Celiac Awareness Month: over-identifying with disease
when you're struggling to figure out a health crisis, all of your energy and focus goes into it
who am I joking... it's not like you have any control over what you're doing
you're completely within its grasp and ground down by the daily struggle
some days are clearer than others, but until you get better it's really a crapshoot
in my case, once I figured out what was wrong with me, I found that I was over-identifying with my disease (see even the possessive language of MY disease still shows ownership🤦♀️)

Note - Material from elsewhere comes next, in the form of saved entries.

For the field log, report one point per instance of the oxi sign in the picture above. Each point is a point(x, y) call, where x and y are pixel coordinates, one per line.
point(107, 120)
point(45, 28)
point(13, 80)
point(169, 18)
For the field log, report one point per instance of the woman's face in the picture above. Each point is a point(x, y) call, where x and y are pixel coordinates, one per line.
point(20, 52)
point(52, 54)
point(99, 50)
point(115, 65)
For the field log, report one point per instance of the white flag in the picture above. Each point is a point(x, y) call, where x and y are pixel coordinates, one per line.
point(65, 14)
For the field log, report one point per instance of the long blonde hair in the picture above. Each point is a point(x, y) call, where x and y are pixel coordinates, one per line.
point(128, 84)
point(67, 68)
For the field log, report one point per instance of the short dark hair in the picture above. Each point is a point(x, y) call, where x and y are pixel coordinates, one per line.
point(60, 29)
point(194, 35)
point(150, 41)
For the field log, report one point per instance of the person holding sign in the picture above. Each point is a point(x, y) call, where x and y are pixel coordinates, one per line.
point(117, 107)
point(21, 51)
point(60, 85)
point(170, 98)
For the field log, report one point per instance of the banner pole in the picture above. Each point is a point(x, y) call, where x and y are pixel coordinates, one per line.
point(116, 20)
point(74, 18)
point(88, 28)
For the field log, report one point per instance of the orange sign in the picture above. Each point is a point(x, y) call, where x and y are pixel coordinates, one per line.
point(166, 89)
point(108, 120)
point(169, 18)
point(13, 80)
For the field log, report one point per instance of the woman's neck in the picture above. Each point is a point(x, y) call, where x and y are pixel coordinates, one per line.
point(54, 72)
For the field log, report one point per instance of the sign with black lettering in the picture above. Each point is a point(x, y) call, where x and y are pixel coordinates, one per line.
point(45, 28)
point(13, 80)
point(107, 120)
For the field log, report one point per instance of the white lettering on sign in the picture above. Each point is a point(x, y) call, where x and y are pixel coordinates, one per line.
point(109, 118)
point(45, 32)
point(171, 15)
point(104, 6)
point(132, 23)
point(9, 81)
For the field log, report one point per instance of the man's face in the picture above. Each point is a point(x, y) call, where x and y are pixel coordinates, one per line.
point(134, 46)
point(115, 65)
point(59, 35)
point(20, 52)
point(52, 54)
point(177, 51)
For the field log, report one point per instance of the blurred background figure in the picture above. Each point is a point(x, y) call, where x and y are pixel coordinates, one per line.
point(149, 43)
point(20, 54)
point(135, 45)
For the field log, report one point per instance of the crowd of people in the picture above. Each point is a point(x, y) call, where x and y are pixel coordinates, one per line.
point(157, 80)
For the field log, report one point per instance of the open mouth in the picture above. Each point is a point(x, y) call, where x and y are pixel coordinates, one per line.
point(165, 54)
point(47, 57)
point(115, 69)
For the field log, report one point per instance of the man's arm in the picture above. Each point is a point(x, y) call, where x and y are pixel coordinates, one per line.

it does make sense-- when getting better is about your literal survival it becomes what you live and breathe
when every meal has the potential to get you sick, every meal then becomes a step on the slow road toward death or toward life
but...
there was a time, years after, where I started to see that this label "I have Celiac Disease" became something that was so aligned with WHO I WAS that it was really holding me back from LIVING
I heard a lyric from a Tori Amos song this week (in reference to anorexia): "I turned myself inside out in hopes someone would see"
that line brought me back to how much I held onto the CD label to show others (and myself) how much pain I went through
especially since that pain was so silent and internal
instead of processing the emotional pain within myself (because I had for so many years!), I learned to externalize it
seems like a smart adaptation
and most certainly a way to garner sympathy and attention in hopes someone would see what I was going through
wild what these moments do to us and for us
and now I can only have sympathy for myself
what a sad and lonely experience to have a chronic autoimmune condition without the empowerment of knowing what's wrong and the tools to fix it
sad to live in that fear every single day and hate your body for the pain it causes
this is the story of many with chronic illness or disease (or even dis-ease)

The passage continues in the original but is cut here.